Tip of the Week: Several memorable members of the banana family are on display at the Los Angeles County Arboretum in Arcadia. Giant bird of paradise (Strelitzia nicolai) grows at a moderate rate, yet its curving, hyperbolic trunks do increase in length about two feet per year and eventually reach 30 feet or more in height. For flowers, it shows off husky birds with purplish-black plumage and ivory crests with single extruding blue feathers but, even out of bloom, giant bird of paradise has a majestic presence that needs no flowery superlatives to be appreciated. All you have to do is look at it.

Want to simplify your life? If you allowed a multi-trunked giant bird of paradise to develop in your front yard, you would not need any other plants to create an equatorial atmosphere. Every time you looked at your giant bird, you would be transported to a languorous tropical retreat. You would have a taste of Tahiti just beyond your front door throughout the year.

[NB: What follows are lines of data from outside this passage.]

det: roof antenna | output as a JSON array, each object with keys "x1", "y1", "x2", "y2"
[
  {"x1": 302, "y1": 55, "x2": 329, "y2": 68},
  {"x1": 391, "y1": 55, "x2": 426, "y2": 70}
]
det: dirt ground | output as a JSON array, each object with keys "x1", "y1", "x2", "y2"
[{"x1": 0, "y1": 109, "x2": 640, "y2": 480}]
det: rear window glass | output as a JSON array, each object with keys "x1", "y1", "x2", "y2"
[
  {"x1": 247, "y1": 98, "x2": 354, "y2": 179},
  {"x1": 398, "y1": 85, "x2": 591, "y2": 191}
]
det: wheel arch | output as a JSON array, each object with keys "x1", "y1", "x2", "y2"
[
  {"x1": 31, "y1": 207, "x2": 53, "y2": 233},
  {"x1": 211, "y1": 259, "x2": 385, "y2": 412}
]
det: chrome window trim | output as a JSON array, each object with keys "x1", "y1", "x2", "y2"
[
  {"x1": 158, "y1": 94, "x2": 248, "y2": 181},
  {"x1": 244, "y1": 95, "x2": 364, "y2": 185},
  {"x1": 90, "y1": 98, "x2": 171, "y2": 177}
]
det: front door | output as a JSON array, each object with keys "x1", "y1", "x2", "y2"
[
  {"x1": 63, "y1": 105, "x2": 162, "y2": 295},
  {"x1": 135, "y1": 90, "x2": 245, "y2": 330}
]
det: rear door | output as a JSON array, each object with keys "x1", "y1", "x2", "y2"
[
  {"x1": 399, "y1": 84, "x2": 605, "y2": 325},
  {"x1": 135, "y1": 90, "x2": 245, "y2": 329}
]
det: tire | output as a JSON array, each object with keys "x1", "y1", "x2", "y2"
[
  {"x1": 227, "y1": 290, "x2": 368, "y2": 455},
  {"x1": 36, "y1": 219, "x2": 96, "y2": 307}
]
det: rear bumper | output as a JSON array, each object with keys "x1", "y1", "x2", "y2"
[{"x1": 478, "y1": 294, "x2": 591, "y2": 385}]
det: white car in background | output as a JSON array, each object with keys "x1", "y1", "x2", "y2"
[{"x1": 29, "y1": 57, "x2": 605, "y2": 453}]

If you wanted to underplant your architectonic giant bird of paradise with complementary botanical fare, Canna ‘Tropicana’ would be the logical choice. One month ago, I cut foliage from my Canna ‘Tropicana’ and placed it in a vase with water. The leaves are still looking fresh and a bud at the base of one of them has just unfurled itself in all its fiery glory. The leaves are striped in crimson, orange, yellow, and green. Canna flowers resemble irises but bloom virtually non-stop from spring through fall. Previously, I had never seen cannas that were taller than I but, at the Arcadia arboretum, I encountered a large collection of them, with orange blooms, that were more than seven feet tall.

I also met up with a wonderful display of Heliconias. Gary Hammer, the iconic Valley nurseryman and international plant explorer, once told me that heliconias, sometimes referred to as lobster claws, will grow in the Los Angeles area, in bright shade, needing a little more light than fuchsias.  Although indigenous to the warm tropics, certain heliconia species from higher altitudes, such as Heliconia spissa, Heliconia aurantiaca and Heliconia schiedeana, are hardy enough to handle average Valley winters.

Finally, Chinese dwarf banana (Musella lasiocarpa) is one of the most cold-hardy of the banana group and has found a happy home in Arcadia. Its deep yellow flowers last throughout the summer. Chinese dwarf banana grows no more than six feet tall and, although it dies back each winter, it reliably regrows from stout rhizomes with the resumption of warm weather.